Release the door from the drive screw. Now try running the opener. Does the drive screw turn?


----------



## lilbitaleah (Mar 2, 2013)

djlandkpl said:


> Release the door from the drive screw. Now try running the opener. Does the drive screw turn?


Yes,I did try it without the door attached.


----------



## djlandkpl (Jan 29, 2013)

lilbitaleah said:


> Yes,I did try it without the door attached.


Did the drive screw turn?


----------



## lilbitaleah (Mar 2, 2013)

Thurman said:


> I hate to guess at this, but this is a guess: The round-ish black thing appears to be the cam which makes the little micro-switches just to the left of the black cam. This would tell the garage door when it is "fully open" or "fully closed" and this should stop the motion of the door. The black thing, if it is indeed a cam, appears to be off center radially. The black cam does not appear to be centered with the bolt in the middle. Maybe it should be off-center for all I know. You mentioned that you could move it back and forth, not move it around. This may be normal but someone with Genie experience would know.

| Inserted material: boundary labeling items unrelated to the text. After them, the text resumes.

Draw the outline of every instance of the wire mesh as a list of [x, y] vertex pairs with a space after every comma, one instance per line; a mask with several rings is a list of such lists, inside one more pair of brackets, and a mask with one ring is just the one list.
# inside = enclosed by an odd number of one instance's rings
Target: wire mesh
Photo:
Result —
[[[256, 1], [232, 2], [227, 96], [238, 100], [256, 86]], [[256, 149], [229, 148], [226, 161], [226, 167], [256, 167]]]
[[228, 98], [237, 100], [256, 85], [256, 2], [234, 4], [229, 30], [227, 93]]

It is centered but I think it's just the angle of the picture. I also was turning it. Im about to get a new one and call it a day.


----------



## lilbitaleah (Mar 2, 2013)

djlandkpl said:


> Did the drive screw turn?


No, it didn't. By disconnecting the door, do you mean pulling down on the rope that releases the door from moving but you can lift the door manually?


----------



## djlandkpl (Jan 29, 2013)

lilbitaleah said:


> No, it didn't. By disconnecting the door, do you mean pulling down on the rope that releases the door from moving but you can lift the door manually?

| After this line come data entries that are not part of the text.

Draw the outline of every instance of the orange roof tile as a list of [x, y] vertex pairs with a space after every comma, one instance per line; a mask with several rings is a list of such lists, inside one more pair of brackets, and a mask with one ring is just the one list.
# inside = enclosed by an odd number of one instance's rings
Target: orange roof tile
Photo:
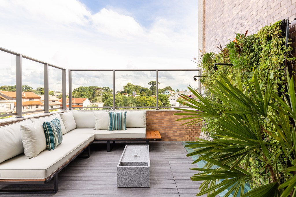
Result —
[[[9, 92], [9, 91], [1, 91], [0, 92], [3, 94], [10, 96], [10, 97], [15, 98], [16, 98], [16, 93], [15, 92]], [[24, 95], [24, 93], [25, 95]], [[38, 96], [34, 92], [23, 92], [22, 98], [40, 98], [40, 96]]]
[[[83, 102], [87, 99], [86, 98], [72, 98], [72, 103], [83, 103]], [[59, 102], [60, 102], [61, 103], [63, 102], [63, 99], [62, 98], [61, 98], [59, 101]], [[67, 99], [66, 100], [66, 102], [68, 103], [69, 102], [69, 98], [67, 98]]]
[[[17, 104], [17, 102], [15, 102], [15, 105]], [[23, 101], [22, 103], [22, 105], [44, 105], [44, 104], [39, 101]]]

Yes. I'm looking to see if the opener works without any weight on it. If it does work then it could be some adjustment that's off. If it doesn't turn, I would replace the unit.


----------



## PoleCat (Sep 2, 2009)

Screw drives require regular cleaning and lubrication. If you have never done this then it is quite possible all you need to do is soak it down real good with WD-40, the entire length. Once you get it free enough for the motor to turn it (with the door release open it will run continuously) go ahead and flush it out real good with the WD-40. I put newspaper all along the drop zone to catch the black discharge. When it quits dripping WD-40 apply white lithium grease along the entire lenth. We had to do this every three to four years on ours or it would sieze up in cold weather.


----------



## lilbitaleah (Mar 2, 2013)

*going to try it*

That makes sense. It's worth trying. It's was a thought of mine too because it seemed to act up on the days that got really cold here then it just started to hum. I probably never gave it the proper maintenance attention and being in the desert we have a lot of blowing dirt and mixed with the grease. I appreciate the suggestion an will try it today. thanks


----------



## lilbitaleah (Mar 2, 2013)

Omg, messy is an understatement lol. I had to put 4 foot wide plastic down! I got the Wd40 and the grease. I saturated the screw drive but havent put the grease on yet but not sure if it's going to help. 

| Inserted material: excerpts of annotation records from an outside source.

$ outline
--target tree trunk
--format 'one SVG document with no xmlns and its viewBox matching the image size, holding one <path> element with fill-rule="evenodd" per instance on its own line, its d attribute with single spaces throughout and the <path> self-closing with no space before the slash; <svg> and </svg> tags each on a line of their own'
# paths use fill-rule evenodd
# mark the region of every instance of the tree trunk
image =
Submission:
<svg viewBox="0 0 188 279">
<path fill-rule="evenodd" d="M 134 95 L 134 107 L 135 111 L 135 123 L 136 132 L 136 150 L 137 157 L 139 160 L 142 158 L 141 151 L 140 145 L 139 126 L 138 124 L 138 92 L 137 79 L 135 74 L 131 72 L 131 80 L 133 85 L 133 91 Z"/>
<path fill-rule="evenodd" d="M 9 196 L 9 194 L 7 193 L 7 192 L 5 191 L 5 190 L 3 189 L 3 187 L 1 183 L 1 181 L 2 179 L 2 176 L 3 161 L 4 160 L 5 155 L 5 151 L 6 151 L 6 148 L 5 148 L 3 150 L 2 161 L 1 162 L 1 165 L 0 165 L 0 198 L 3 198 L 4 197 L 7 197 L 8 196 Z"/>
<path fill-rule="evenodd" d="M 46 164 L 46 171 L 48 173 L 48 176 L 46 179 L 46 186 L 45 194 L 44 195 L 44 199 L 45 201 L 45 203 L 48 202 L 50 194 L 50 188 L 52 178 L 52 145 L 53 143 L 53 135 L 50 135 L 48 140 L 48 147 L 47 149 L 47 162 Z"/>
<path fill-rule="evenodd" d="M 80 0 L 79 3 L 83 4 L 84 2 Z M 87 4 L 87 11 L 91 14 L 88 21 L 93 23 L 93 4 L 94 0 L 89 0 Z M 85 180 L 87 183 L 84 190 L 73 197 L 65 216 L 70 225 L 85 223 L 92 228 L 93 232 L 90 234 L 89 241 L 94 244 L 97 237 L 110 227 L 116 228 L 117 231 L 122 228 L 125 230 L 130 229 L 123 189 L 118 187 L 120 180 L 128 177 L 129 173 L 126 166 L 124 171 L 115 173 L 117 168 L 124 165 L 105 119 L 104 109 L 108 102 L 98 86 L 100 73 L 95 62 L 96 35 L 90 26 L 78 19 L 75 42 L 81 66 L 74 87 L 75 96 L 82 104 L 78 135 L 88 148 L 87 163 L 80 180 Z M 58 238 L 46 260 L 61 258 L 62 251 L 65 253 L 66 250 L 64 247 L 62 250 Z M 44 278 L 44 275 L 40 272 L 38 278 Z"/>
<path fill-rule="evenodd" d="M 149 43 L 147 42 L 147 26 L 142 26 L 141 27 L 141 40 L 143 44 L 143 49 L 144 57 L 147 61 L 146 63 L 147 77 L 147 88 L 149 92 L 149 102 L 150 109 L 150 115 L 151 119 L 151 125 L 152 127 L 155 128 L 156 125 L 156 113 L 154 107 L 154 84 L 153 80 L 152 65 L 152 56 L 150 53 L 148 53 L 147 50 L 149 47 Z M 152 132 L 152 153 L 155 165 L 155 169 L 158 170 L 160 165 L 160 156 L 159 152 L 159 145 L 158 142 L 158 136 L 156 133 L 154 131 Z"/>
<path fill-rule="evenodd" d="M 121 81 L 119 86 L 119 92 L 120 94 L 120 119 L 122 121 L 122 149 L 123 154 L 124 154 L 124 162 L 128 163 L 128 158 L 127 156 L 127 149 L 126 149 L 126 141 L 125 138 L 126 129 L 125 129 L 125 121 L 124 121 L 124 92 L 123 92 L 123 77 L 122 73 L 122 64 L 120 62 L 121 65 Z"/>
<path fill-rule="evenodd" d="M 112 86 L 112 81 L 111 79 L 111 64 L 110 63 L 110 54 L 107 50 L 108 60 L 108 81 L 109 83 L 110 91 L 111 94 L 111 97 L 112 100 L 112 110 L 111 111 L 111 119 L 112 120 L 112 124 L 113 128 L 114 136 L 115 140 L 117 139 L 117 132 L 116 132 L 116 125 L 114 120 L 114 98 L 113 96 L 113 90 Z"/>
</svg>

If you look at the picture the black round thing, in the middle there is a screw, I used a screw driver to turn it.clockwise a few times, it actually turns the whole screw drive. I've been trying to see if it gets easier to turn after I sprayed it down but it really isn't. What it does do is when I press the power button it will spin for 3 seconds then stop. When I try to press it again it will hum in reverse, pressed again it won't spin forward either. I almost want to take that metal housing off thinking something is broke or stripped. I was going to call genie tomorrow, maybe. I won't get a screw drive again I don't think. It was always pretty noisy. I will go back in there too try once I reset my optimism and determination lol


----------



## PoleCat (Sep 2, 2009)

Bummer! If the screw is turning easy you have a real whammy going on in there. If you have to replace the whole unit I would look at getting a chain drive. They aren't bullet proof either but you won't have to worry about messy maintenance on them.


----------



## lilbitaleah (Mar 2, 2013)

I called Genie this morning explained the situation. He said it sounded like my problem may have started with the capacitor but then the humming started and that could be a small coupling thatattaches to the screw mechanism. So we will see. capacitor will be easy but the coupling be a little work for me. I have my limit on what I take on lol. thank for your help. I'm glad I cleaned it causeitneeded it and can eliminate that now. it could have been part of what caused it to go bad. Iwill post the results!


----------



## lilbitaleah (Mar 2, 2013)

make a longstory short, it made more sense to buy a new belt driven opener. It'sonly 100 toinstall and they do everything, so sorry nohelp here for others with my issue. thanks for the suggestions!


----------



## ImADIY (Mar 20, 2013)

just had this problem... here's what i did.. i took off that black cap and rotated the center screw back and fourth (turn around a few times from left to right, vis versa). it solved the problem. it's weird


----------



## 411diy (Dec 7, 2014)

First, I'd like thank the DIY-ers in this posting. I had the same issues. My garage door opener (genie pro screw drive) would hum when trying to open the garage door. But, when I tap on the rail, the garage door would would open about a foot, then close. I would click the opener, soon after, and the garage door would fully open. 

I followed the suggested solutions of cleaning the track, replaced the drive coupler, and check if the garage door were balanced. To my disappointment, none of the suggested solutions work. 

The solution to my problem was a bad starter capacitor. Fortunately, I had 2nd, working, garage door opener and swapped the capacitors. And, viola, the garage door opened and closed without hesitation and no humming. 

Ordered a new capacitor on Amazon for $14..

Thanks for the help!


----------